Reputation: 379
I want to use Antlr4 to parse a format that stores the length of segments in the serialised form
For example, to parse: "6,Hello 5,World"
I tried to create a grammar like this
grammar myGrammar;
sequence:
(LEN ',' TEXT)*;
LEN: [0-9]+;
TEXT: // I dont know what to put in here but it should match LEN number of chars
Is this even possible with Antlr?
A real world example of this would be parsing the messagePack binary format which has several types that serialise the length of the data into the serialised form.
For example there is the str8:
str 8 stores a byte array whose length is upto (2^8)-1 bytes:
+--------+--------+========+
| 0xd9 |YYYYYYYY| data |
+--------+--------+========+
And str16 type
str16 stores a byte array whose length is upto (2^16)-1 bytes:
+--------+--------+--------+========+
| 0xda |ZZZZZZZZ|ZZZZZZZZ| data |
+--------+--------+--------+========+
In these examples the first byte identifies the type, then we have 1 byte for str8 and 2 bytes for str16 which contain the length of the data.
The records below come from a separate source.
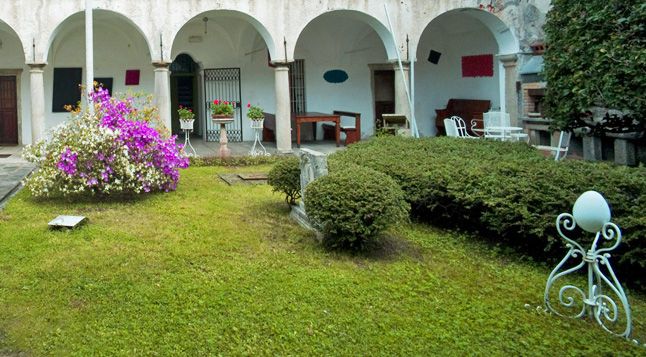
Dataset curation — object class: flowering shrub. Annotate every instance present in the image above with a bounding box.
[23,88,189,197]
[211,99,234,117]
[177,105,195,121]
[246,103,264,120]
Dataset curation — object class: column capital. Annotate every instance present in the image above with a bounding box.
[26,62,47,70]
[152,61,171,69]
[497,54,518,66]
[271,61,292,69]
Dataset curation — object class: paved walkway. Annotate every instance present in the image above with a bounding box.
[0,146,35,209]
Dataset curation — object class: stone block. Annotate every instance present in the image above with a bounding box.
[582,136,603,161]
[613,138,636,166]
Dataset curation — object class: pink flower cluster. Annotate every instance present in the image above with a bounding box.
[53,88,189,193]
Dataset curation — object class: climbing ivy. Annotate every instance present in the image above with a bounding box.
[543,0,646,132]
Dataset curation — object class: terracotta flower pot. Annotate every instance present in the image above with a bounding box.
[212,114,234,119]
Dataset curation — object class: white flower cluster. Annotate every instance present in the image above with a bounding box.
[22,112,173,197]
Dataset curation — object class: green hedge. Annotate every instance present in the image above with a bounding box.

Then finally there is the data.
I think a rule might look something like this but dont know how to match the right amount of data
str8 : '\u00d9' BYTE DATA ;
str16: '\u00da' BYTE BYTE DATA ;
BYTE : '\u0000'..'\u00FF' ;
DATA : ???
Upvotes: 0
Views: 513
Reputation: 241861
The data format you describe is usually called TLV (tag/type–length–value). TLV cannot be recognised with a regular expression (or even with a context-free grammar) so it's not usually supported by standard tokenisers.
Fortunately, it's easy to tokenise. Standard libraries may exist for particular formats, and some formats even have automated code generators for more efficient parsing. But you should be able to write a simple tokeniser for a particular format in a few lines of code.
Once you have writen the datastream tokeniser, you could use a parser generator like Antlr to build a datastructure from the parse, but it's rarely nevessary. Most TLV-encoded streams are simple sequences of components, although you occasionally run into formats (like Google protobufs or ASN.1) which include nested subsequences. Even with those, the parse is straight-forward (although for both of those examples, standard tools exist).
In any event, using context-free grammar tools like Antlr is rarely the simplest solution, because TLV formats are mostly order-independent. (If the order were fixed, the tags wouldn't be necessary.) Context-free grammars do not have any way of handling a language such as "at most one of A, B, C, D, and E in any order" other than enumerating the alternatives, of which there are an exponential number.
Upvotes: 1